UK house prices held up better than forecast in September as the recent surge in mortgage rates showed signs of easing.
(Bloomberg) — UK house prices held up better than forecast in September as the recent surge in mortgage rates showed signs of easing.
The average price of a home was unchanged at £257,808 ($314,060) after two months of falls, mortgage lender Nationwide Building Society said in a statement Monday. Economists in a Bloomberg survey had predicted a drop of 0.4%. Prices fell 5.3% from a year earlier, the same pace as in August.
“Investors have marked down their expectations for the future path of Bank Rate in recent months amid signs that underlying inflation pressures in the UK economy are finally easing,” said Robert Gardner, Nationwide’s chief economist. “If sustained, this will ease some of the pressure on those remortgaging or looking to buy a home.”
Signs of stabilization came after the average borrowing rate on a five-year fixed-rate deal fell below 6% for the first time since early July last week.
A sustained easing in the property-price slump would give Prime Minister Rishi Sunak a boost in the the run-up to a general election expected next year.
While borrowing rates on home loans have started to cool after jumping earlier in the summer, they are still at painfully high levels for Britain’s squeezed families. Bank of England data suggests that interest rates on new mortgages are more than triple their level in early 2022.

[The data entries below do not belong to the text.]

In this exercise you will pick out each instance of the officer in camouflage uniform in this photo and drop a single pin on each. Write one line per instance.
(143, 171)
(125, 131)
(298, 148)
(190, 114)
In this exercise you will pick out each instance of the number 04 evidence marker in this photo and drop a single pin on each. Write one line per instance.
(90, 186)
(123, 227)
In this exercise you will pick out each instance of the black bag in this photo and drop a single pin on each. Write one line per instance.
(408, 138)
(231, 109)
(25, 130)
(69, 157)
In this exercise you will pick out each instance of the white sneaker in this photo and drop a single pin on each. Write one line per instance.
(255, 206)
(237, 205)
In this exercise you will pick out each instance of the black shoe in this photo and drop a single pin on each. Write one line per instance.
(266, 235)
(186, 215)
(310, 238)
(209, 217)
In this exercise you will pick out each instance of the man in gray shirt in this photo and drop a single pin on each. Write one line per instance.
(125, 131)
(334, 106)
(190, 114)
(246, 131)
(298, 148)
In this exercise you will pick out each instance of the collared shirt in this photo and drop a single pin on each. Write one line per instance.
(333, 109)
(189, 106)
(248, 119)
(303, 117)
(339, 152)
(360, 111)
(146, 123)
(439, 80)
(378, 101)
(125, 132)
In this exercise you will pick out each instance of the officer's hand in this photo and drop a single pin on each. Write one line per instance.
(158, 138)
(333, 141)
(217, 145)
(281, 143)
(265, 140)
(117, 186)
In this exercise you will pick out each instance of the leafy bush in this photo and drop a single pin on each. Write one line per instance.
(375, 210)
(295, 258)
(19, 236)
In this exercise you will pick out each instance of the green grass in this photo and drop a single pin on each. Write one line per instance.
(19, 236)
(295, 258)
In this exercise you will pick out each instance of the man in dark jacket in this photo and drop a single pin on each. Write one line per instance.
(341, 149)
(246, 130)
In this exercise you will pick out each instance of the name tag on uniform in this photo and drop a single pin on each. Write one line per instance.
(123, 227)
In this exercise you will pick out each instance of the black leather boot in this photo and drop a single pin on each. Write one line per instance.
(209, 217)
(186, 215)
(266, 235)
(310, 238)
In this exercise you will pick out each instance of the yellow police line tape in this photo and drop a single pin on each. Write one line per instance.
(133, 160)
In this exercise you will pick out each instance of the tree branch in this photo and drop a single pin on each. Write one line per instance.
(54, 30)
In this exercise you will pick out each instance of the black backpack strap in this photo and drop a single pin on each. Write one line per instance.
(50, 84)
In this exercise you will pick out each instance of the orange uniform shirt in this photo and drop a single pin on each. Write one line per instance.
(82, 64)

House prices are now down 5.8%, or £15,943, from their peak in August 2022 on Nationwide’s measure. Many economists expect a peak-to-trough decline of around 10%, suggesting the market is now over halfway through its slump.
“The downturn in house prices probably has only a few months left to run,” said Samuel Tombs, chief UK economist at Pantheon Macroeconomics. The market is “close to bottoming out,” he said.
Nationwide said that sales of flats are holding up better than other properties as stretched affordability forces buyers to seek out smaller, cheaper homes. However, flats also saw the biggest year-on-year fall in quarterly data also released by the lender.
The price slump eased in London with values down 3.8% in the third quarter compared to a year ago, an improvement from the 4.3% fall the previous quarter.
The South West was the worst-performing region with prices sliding 6.3% in the third quarter, while Northern Ireland was the strongest.